Сорока сделала еще шаг, и они оказались на виду – Эллисон, естественно, это она, и Брэндон Фипп. Он скрестил руки на груди, а на лице читалось недовольство. Эллисон изучала открытую перед ней холодильную полку.
– Ты единственная ненормальная на планете, которая проносит в кинотеатр шоколадное молоко, – сказал Брэндон. – Просто возьми Reese’s Pieces, как делают все остальные люди на планете.
– Ты бы меня полюбил, если бы я была такой же, как и все остальные на планете? – возразила Эллисон. Она нашла, что искала. Сорока знала, что она возьмет, еще до того, как ее рука сжалась. Это было шоколадно-миндальное молоко в литровой бутылке. Эллисон засунет ее в сумочку и будет пить весь фильм. К титрам она начнет подпрыгивать на сиденье, стараясь не обмочиться.
– Теперь готова? – спросил Брэндон.
– Да, но давай забежим в ряд с конфетами, потому что теперь я тоже хочу Reese’s Pieces, – сказала Эллисон.

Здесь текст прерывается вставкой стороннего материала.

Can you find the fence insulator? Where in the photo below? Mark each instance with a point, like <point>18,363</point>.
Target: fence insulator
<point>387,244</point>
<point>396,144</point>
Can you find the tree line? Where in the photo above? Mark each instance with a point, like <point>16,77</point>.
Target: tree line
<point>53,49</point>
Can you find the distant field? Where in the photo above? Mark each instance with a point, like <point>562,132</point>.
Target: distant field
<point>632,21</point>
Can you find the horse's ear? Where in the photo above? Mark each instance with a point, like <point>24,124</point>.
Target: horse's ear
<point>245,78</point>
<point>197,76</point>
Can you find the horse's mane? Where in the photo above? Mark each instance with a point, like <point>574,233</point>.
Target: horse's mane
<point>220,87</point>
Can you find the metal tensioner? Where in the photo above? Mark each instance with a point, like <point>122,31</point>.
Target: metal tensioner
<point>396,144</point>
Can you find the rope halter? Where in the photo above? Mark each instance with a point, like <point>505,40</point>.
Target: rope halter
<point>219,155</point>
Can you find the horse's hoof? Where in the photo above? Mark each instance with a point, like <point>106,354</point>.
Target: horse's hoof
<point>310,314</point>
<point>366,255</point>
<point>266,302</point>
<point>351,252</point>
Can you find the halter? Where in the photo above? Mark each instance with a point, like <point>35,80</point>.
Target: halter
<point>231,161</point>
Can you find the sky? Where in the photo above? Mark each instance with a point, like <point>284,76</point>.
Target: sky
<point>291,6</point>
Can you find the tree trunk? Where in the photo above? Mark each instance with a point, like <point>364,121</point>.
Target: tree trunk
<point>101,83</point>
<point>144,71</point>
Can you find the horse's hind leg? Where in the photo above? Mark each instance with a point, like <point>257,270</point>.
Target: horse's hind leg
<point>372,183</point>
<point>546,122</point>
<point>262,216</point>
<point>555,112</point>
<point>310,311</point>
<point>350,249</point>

Сорока видела, как Эллисон чмокнула Брэндона в щеку, а тот схватил Эллисон за задницу, когда она отстранилась. Она хотела шлепнуть его по руке, но промахнулась.
Сорока прижалась к дверце холодильника.
Они прошли мимо, не глядя в ее сторону.
Раньше на месте Брэндона была она.
Эллисон любила романтические комедии и по выходным тащила Сороку посмотреть, что нового шло в кино. Очередь платить всегда была за Эллисон, но почему-то в итоге именно Сороке приходилось наскребать денег, чтобы покрыть их билеты. Эллисон сидела, потягивая в темноте шоколадное молоко, вздыхала от всех романтических моментов и довольно ерзала, когда два главных актера наконец в первый раз целовались.
А потом, если шло что-то еще, они пробирались в другой зал. Обычно они садились сзади, потому что там шло то, что они даже не собирались смотреть: детский фильм, боевик или фильм ужасов.
– Зачем ты заставляешь меня идти в другой зал, если даже смотреть не хочешь? – спросила ее однажды Сорока.
Эллисон ответила:
– Как будто у тебя есть идеи получше.
Но Сорока понимала, что там было что-то еще. Что-то более неприятное. Потому что в последнее время она постоянно просилась переночевать у Сороки, придумывая, чем бы им заняться подольше и подальше от дома Леффертсов. После школы Эллисон почти каждый день ходила в торговый центр. Все выходные она проводила у Сороки.
Семья Эллисон жила в богатом районе города, в большом доме с пятью спальнями, четырьмя ванными и гаражом на три машины. Но в последний раз, когда Маргарет видела их дом, на лужайке висела табличка «Продается».
– А, это? – сказала Эллисон и засмеялась. – Мы ищем дом еще больше. Я хочу собственную гардеробную. Мне некуда девать обувь.
Но потом по коридорам старшей школы Далекого шепотом стали ходить слухи: Мистер Леффертс потерял работу. Они перестали платить по закладной. Дом был в залоге. Они должны были съехать к концу месяца.